The map $f(u+v) = u - v$ is an isomorphism on a direct product

The annoying thing with direct sums is that there are two ways of introducing it: internal and external (which is what's being mentioned in the comments). In your case, we're talking about an internal direct sum.

So, the fact that $U,W$ are vector subspaces of $V$ such that $U\cap W=\{0\}$ and $V=U+W$ means that the mapping $\alpha:U\times W\to V$, $\alpha(u,w):= u+w$ is a linear isomorphism ($U\cap W=\{0\}$ gives injectivity, and $V=U+W$ gives surjectivity by definition). This isomorphism identifies $V=U\oplus_{\text{internal}}W$ with $U\times W=U\oplus_{\text{external}}W$.

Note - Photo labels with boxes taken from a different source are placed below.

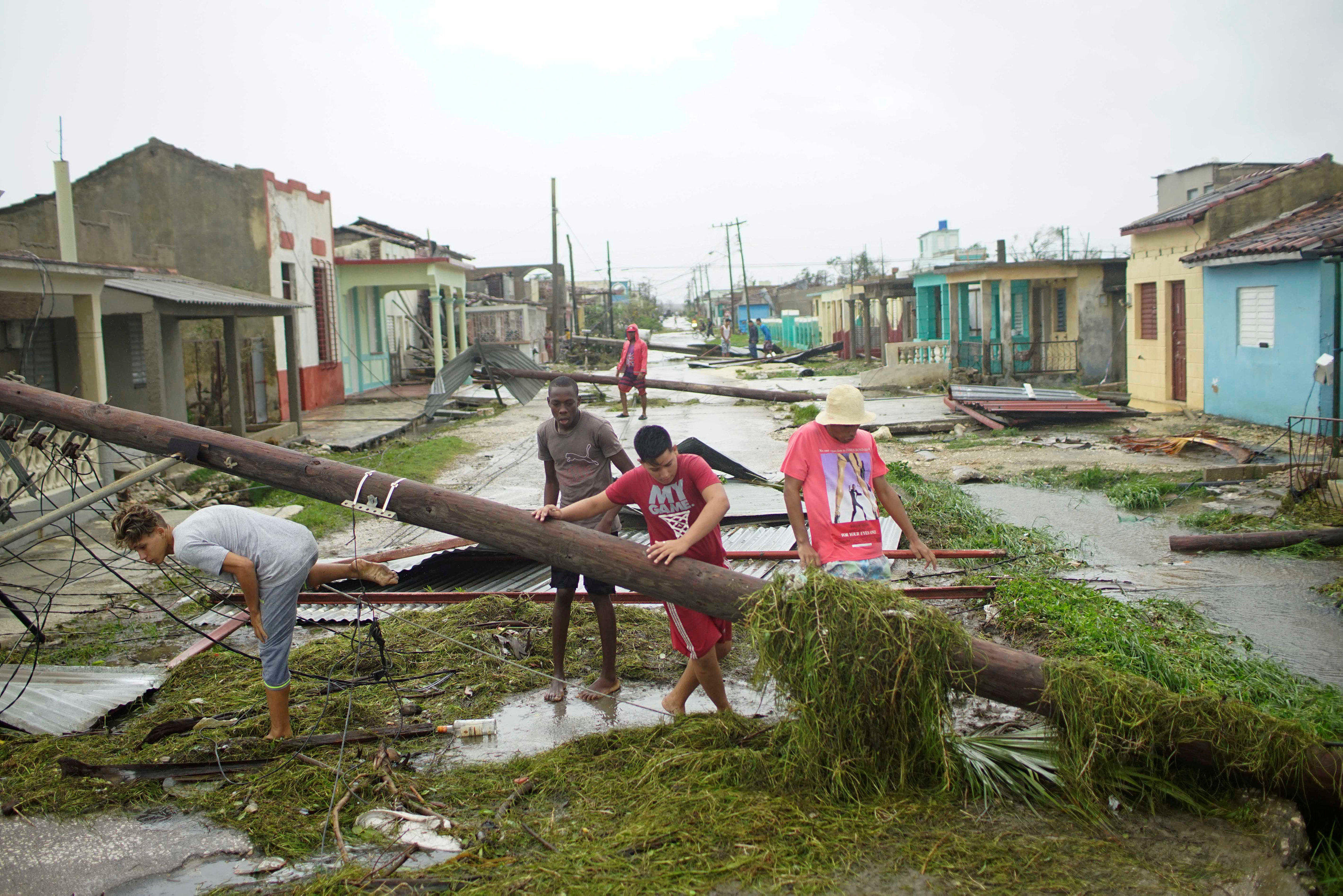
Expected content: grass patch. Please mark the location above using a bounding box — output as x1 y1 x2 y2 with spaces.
252 434 475 539
886 461 1064 575
994 578 1343 739
1021 466 1208 510
0 598 688 857
789 404 821 426
1179 496 1343 560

Now, consider the mapping $\phi:U\times W\to U\times W$ defined as $\phi(u,w):=(u,-w)$. You say that you're confused by the sum argument notation. Well, the definition of $f:V\to V$ is \begin{align} f:= \alpha\circ \phi\circ \alpha^{-1} \end{align}

In other words, for each $v\in V$, there exist unique $u\in U,w\in W$ such that $v=u+w$. So, $\alpha^{-1}(v)=(u,w)$, so performing the composition, we get \begin{align} f(v)&=(\alpha\circ \phi\circ \alpha^{-1})(v)=\alpha(\phi(u,w))=\alpha(u,-w)=u+(-w)=u-w \end{align} Hence, rather than explicitly introducing the notation for the isomorphism $\alpha$, your problem simply states the definition of $f$ as $f(u+w):=u-w$ where $u\in U,w\in W$.

As for proving that $f$ is indeed an isomorphism though, the more "abstract" definition $f=\alpha\circ \phi\circ \alpha^{-1}$ makes it almost obvious (why?)